Can I prevent SSH attacks on machines on private LAN behind my pfsense box?
Probably newbie question, so apologies.
I have a number of public IPs mapped to my pfsense box which sits between the 'net and my private (192.168.1.0/24) LAN. I use port forwarding to forward service requests on the public IPs to the relevant private boxes.
Everything is working well - many many thanks for a great product!
My problem is that a number of my publicly exposed SSH boxes have the usual and entirely expected hack attempts. My question is how can I get these private VMs to inform the pfsense box about it? The pfsense box is running snort and denyhosts but it only monitors the pfsense box itself.

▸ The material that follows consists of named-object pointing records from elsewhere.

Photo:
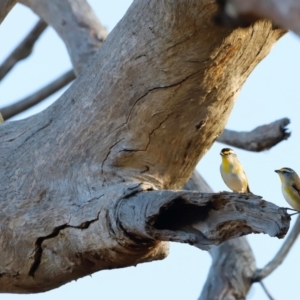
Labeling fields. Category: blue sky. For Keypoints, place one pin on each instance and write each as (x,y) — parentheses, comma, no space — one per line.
(270,93)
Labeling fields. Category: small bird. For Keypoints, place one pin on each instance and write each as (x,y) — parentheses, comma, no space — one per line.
(290,186)
(232,172)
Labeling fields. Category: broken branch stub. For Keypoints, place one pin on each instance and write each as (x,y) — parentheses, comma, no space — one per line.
(200,219)
(261,138)
(67,202)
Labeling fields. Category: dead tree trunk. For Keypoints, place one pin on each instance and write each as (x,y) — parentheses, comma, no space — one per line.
(83,184)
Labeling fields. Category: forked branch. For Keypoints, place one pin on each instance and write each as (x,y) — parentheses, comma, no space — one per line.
(200,219)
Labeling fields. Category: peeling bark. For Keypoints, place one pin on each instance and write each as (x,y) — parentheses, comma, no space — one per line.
(155,98)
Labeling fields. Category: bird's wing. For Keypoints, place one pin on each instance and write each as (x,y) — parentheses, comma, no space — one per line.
(296,188)
(246,179)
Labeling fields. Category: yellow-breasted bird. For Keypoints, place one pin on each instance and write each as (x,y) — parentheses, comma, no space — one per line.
(290,186)
(232,172)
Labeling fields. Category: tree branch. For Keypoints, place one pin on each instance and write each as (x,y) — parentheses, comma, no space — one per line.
(73,170)
(37,97)
(243,13)
(281,254)
(199,219)
(5,7)
(23,50)
(261,138)
(76,24)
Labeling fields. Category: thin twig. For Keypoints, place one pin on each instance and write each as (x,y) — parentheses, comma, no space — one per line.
(243,13)
(23,50)
(20,106)
(261,138)
(281,254)
(266,291)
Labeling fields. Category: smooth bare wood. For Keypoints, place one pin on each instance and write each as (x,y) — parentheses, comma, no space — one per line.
(23,50)
(282,13)
(5,7)
(38,96)
(230,276)
(259,139)
(155,98)
(76,24)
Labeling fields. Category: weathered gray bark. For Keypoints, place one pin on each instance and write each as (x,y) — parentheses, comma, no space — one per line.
(5,7)
(282,13)
(261,138)
(233,262)
(80,181)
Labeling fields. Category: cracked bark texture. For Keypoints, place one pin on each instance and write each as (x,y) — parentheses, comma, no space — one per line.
(233,262)
(79,180)
(243,13)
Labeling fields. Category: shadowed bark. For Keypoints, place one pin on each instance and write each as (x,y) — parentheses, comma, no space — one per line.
(233,262)
(83,182)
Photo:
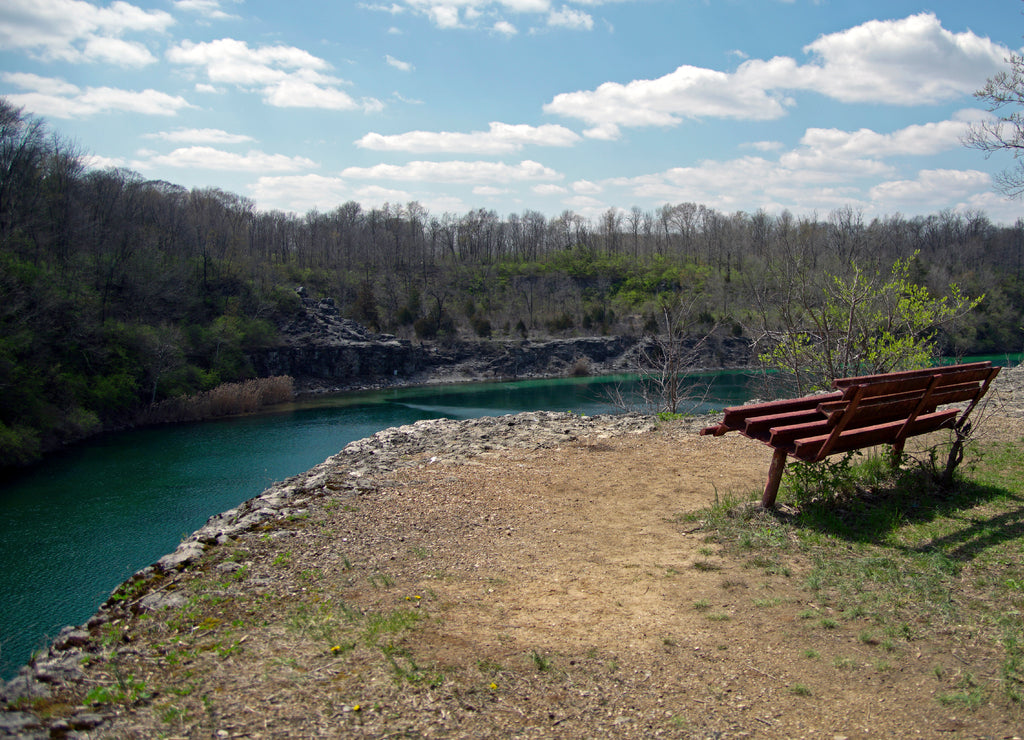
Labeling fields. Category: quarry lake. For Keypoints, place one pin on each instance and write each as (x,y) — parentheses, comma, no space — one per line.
(77,525)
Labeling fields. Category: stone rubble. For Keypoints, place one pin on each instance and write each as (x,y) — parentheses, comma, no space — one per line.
(360,466)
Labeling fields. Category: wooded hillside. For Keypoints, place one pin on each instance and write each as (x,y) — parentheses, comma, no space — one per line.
(118,292)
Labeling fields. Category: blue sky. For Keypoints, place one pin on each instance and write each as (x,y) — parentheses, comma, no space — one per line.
(526,104)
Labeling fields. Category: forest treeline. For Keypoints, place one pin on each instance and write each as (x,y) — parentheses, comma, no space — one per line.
(118,292)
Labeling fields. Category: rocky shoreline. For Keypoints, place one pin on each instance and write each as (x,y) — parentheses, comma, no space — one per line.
(326,353)
(361,466)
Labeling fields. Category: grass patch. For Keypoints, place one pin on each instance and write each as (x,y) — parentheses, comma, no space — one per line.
(893,549)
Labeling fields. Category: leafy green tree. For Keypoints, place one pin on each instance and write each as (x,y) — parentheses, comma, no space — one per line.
(864,323)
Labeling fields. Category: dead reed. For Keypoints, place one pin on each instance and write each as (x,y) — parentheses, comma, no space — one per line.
(224,400)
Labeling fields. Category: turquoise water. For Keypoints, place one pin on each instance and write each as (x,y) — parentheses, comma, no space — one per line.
(76,526)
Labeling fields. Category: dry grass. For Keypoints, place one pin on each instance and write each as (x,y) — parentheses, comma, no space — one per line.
(224,400)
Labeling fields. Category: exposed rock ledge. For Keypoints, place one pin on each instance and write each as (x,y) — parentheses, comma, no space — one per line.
(323,351)
(360,466)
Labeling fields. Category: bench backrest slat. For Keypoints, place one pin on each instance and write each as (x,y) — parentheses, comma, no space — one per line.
(862,411)
(981,371)
(809,448)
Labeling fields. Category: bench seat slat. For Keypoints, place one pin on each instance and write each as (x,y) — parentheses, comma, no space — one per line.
(807,448)
(761,426)
(734,418)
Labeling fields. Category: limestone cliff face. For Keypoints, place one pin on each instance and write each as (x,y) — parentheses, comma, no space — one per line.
(322,349)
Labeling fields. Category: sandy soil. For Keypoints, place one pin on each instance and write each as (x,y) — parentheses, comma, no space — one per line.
(523,595)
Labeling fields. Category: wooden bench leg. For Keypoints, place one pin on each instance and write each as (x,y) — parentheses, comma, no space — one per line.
(774,478)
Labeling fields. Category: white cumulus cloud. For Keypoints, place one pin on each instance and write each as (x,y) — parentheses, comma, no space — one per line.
(56,98)
(80,32)
(500,138)
(455,172)
(287,77)
(912,60)
(208,158)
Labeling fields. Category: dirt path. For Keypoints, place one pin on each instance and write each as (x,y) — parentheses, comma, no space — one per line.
(556,593)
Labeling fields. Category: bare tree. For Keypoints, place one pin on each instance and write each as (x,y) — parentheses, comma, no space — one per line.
(1004,94)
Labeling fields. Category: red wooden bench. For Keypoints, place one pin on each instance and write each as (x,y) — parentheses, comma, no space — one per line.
(861,412)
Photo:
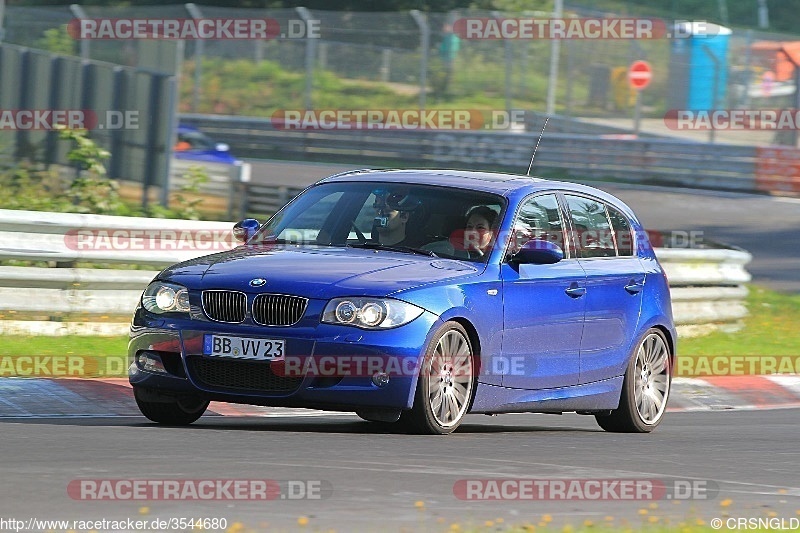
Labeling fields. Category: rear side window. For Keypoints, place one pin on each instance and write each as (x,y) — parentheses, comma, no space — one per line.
(622,231)
(593,234)
(538,218)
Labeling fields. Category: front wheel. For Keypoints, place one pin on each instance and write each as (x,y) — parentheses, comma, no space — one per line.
(172,411)
(446,383)
(645,388)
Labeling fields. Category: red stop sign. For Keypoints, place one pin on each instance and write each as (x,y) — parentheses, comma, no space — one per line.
(639,75)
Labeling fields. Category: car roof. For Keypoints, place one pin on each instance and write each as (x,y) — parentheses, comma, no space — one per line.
(492,182)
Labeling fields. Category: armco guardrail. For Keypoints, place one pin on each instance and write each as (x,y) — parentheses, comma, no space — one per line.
(707,284)
(643,160)
(224,181)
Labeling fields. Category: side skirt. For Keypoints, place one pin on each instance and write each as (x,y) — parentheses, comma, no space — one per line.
(596,396)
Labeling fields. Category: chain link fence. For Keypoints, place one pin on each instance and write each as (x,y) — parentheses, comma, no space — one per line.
(330,60)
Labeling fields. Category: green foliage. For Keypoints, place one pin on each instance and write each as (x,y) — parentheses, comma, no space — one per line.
(33,187)
(91,191)
(56,40)
(195,176)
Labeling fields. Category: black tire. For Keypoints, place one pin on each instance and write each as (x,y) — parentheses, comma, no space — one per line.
(450,357)
(172,411)
(642,401)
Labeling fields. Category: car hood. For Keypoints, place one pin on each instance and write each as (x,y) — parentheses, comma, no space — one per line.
(315,272)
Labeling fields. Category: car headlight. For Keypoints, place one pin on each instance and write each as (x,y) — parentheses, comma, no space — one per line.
(161,297)
(370,313)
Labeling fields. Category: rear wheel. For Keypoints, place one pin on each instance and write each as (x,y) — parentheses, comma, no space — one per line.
(446,383)
(171,411)
(645,388)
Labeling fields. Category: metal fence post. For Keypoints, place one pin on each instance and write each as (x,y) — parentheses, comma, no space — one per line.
(305,14)
(118,99)
(81,14)
(425,44)
(26,80)
(508,56)
(2,20)
(199,49)
(555,51)
(54,101)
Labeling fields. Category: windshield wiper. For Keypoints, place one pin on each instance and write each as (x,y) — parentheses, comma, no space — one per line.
(372,245)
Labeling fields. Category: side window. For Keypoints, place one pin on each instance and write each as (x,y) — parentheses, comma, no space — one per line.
(538,218)
(622,231)
(593,234)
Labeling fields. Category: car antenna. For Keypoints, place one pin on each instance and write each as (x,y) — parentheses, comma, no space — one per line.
(537,145)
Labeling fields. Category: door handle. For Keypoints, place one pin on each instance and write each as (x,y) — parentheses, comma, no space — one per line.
(575,290)
(634,286)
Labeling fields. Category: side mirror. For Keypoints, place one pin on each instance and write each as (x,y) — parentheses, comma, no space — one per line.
(538,252)
(245,229)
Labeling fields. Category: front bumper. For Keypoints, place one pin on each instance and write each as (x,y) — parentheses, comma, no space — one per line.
(325,366)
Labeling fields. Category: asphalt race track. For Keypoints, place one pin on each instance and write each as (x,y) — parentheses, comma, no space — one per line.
(375,479)
(742,464)
(768,227)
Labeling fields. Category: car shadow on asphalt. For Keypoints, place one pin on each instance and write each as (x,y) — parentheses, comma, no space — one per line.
(329,425)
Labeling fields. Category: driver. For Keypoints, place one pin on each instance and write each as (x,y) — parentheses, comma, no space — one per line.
(392,212)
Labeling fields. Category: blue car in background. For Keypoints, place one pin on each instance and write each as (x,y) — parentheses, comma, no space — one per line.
(194,145)
(414,297)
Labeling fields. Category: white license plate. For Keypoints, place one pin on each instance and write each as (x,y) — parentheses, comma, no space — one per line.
(242,347)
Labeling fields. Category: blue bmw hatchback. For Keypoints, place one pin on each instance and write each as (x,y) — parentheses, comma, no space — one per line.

Is there an automated way in which all the private VMs can inform the pfsense box about a dodgy host? Without this I see two options:
- install an IDS on every box with a public service (i.e. SSH in this case) exposed
- create a 'blacklisted_IPs' alias and have the firewall block it
- hide all the SSH boxes and create a VPN
Neither of these are satisfactory - the second is just doomed to fail :)
What is the correct solution here when there are quite a few boxes?
Also, FYI these are all VMs on a XenServer 5.5 box. I have noticed one or two problems when I would lose all connectivity to the public IPs requiring a reboot of the pfsense box. This mainly happened when I tried to be clever about how many SSH attempts could be made in one minute….
Anyway, great tool! Thoughts welcome :)
The other option is to move ssh to a different port, such as 222, on all your boxes.
It won't get scanned by nearly as many (if any) such attempts, and you can keep it open.
Personally I block off all ssh from outside and connect via VPN before I can reach anything internal.